As I mentioned before, I didn’t do a lot of “touristy” things in Bali–I spent more days relaxing and enjoying the laidback pace of Ubud than filling my days with sightseeing. I didn’t go to the Monkey Forest, I didn’t go to the Gilis, I didn’t even get a Balinese massage. So what did I do exactly for 15 days? Here’s a rundown.
Throughout the first four months of my trip, I knew I wanted to do yoga in Bali. I’m definitely not the most experienced yogi, or even the most committed, but I do love taking my once weekly classes and I’m still on the email list for my studio in Berkeley just because I miss the instructors there so much. I am really inflexible and have very small, tight hips, so wearing a 30 pound backpack around 24/7 was not doing the best things to my body: I should have been practicing yoga the whole six months. But I tried to make up for lost time in Bali and went to yoga almost every day I was there, primarily at the Yoga Barn in Ubud. The studio is beautiful: the main room is upstairs and outside, and the downstairs room has a spectacular view of a rice paddy (the entire front facing wall is a window). It didn’t hurt that they offer so many classes per day and have amazing instructors. Yoga was undoubtedly one of my highlights of Bali.
2. Coffee shops
The other highlight? The coffee. While I’m not the biggest coffee drinker in the world (or the snobbiest), I soon found out first hand why everyone raves about Balinese kopi, or coffee. I made it my afternoon ritual (after morning yoga) to try out a new coffee shop. I’d bring my laptop and blog while drinking local Indonesian roasts and eating way too many scones or cookies (rendering my morning workout meaningless). Stay tuned for a roundup of my favorite coffee shops in Ubud: I only wish I could be at one of them now!
Ubud is also famous for its thriving art scene, and while I didn’t go to as many museums as I did in Paris, I did appreciate its myriad forms throughout my 2 weeks there.
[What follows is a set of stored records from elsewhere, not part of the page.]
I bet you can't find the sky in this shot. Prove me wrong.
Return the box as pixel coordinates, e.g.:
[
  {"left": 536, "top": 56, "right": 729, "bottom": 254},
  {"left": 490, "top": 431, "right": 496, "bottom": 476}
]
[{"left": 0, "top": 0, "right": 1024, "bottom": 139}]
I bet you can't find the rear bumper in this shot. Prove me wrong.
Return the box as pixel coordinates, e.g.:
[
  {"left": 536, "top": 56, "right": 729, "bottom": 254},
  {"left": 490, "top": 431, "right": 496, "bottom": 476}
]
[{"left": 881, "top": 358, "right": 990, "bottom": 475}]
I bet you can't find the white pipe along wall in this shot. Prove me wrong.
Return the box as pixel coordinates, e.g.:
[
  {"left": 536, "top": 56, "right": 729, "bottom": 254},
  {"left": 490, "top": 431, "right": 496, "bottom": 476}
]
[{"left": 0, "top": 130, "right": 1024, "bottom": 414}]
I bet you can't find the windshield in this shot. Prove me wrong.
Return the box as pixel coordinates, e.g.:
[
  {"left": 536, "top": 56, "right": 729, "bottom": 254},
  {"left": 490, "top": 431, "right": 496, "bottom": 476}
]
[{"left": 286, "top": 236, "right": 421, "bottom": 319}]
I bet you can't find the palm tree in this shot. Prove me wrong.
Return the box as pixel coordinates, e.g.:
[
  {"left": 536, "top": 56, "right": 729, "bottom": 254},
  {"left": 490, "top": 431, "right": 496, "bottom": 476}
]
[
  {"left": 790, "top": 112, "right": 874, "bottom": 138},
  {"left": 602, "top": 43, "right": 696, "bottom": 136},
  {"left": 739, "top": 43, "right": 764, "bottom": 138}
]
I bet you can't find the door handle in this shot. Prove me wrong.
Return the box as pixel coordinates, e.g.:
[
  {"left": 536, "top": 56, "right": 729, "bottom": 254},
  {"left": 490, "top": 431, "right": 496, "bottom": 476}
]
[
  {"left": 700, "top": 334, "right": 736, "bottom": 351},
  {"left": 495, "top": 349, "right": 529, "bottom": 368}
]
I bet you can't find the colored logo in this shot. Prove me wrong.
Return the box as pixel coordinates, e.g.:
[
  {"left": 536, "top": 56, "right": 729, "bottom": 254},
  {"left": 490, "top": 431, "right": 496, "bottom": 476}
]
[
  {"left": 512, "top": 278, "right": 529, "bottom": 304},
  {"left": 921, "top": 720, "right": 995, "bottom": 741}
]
I really enjoyed visiting the Antonio Blanco museum: the funky building it’s housed in is just as cool as the actual art. I also loved seeing all of the art shops littered throughout Ubud; while I didn’t buy anything I certainly enjoyed looking. My other cultural activity was seeing a traditional Balinese dance show. While not something I would usually make an effort to see, I did appreciate the beautiful costumes and unique style of dancing.
4. Ate amazing food
As Bali is a world class tourist destination (and a little more Westernized, than say, Laos), the amount of amazing restaurants there is staggering. I realized how much my day centered around food until I wrote a guide for a few friends embarking on their own Southeast Asia journeys when I couldn’t stop writing down restaurants in Bali to try. I loved all the Balinese food I ate, from the upscale restaurant in Ubud to the beach shack mie goreng I had with a Bintang watching the huge waves roll in in Seminyak. But, to be honest (and I’m sure this is going to kill all my travel blogger street cred), I also loved the abundance of good Western food. While you can find edible pizza on the beach islands of Thailand, you won’t be finding delicious tacos or fancy sandwiches. After four months of traveling around Southeast Asia, I couldn’t help but treat myself to a few lunches at Taco Casa Bali and a cheese plate or two at Kebun Bistro. I also got really excited about the availability of wine: though Two Islands isn’t anything to write home about, it still made me a happy girl.
5. Wandered and window shopped
I liked to spend at least an hour each day walking the streets, not just as exercise but also because I enjoyed seeing the endless window displays. Ubud (and all of Bali) is truly a shopper’s paradise and you can find anything you need or want in Bali. I won’t lie: I did succumb to the shopper’s siren call and purchase a few souvenirs for myself and family members. Like I mentioned yesterday, my favorite was probably the beautiful handmade Balinese lace, but I also picked up two adorable baby outfits for my nephew and niece. If only my backpack was big enough for more! (Although probably better for my wallet that it isn’t.)
6. Beach bummed
Is a trip to Bali really a trip to Bali if you didn’t spend some time lounging in the sand? Although I only spent 4 days in Seminyak, Bali’s trendy beach town, I did make sure to devote one full day to the serious art of suntanning. Since my $10/night hostel was located right next to the $200/night W Hotel, I used my sneaky skills of blending in to hang out by their pool and beach. On my last day in Seminyak, I found a spot to rent a beach chair, and enjoyed the cheap seafood lunch and Bintangs to celebrate my final day of “vacation within a vacation.”
7. Took a cooking class and bike tour
I did do a few touristy things while I was in Bali: I took a cooking class and went on a bike riding tour. Although I’ll write longer posts on each of them, I wanted to mention them here as well. It’s hard to say which one I enjoyed more: although the cooking class had a delicious end result, I did love getting out of Ubud’s main tourist center and seeing some of the smaller surrounding villages on the bike tour. The bike ride ended with lunch at the guide’s family home, with his sisters-in-laws cooking lunch for everyone. I have fond memories of both, and I can’t wait to use some of my Balinese recipes here at home.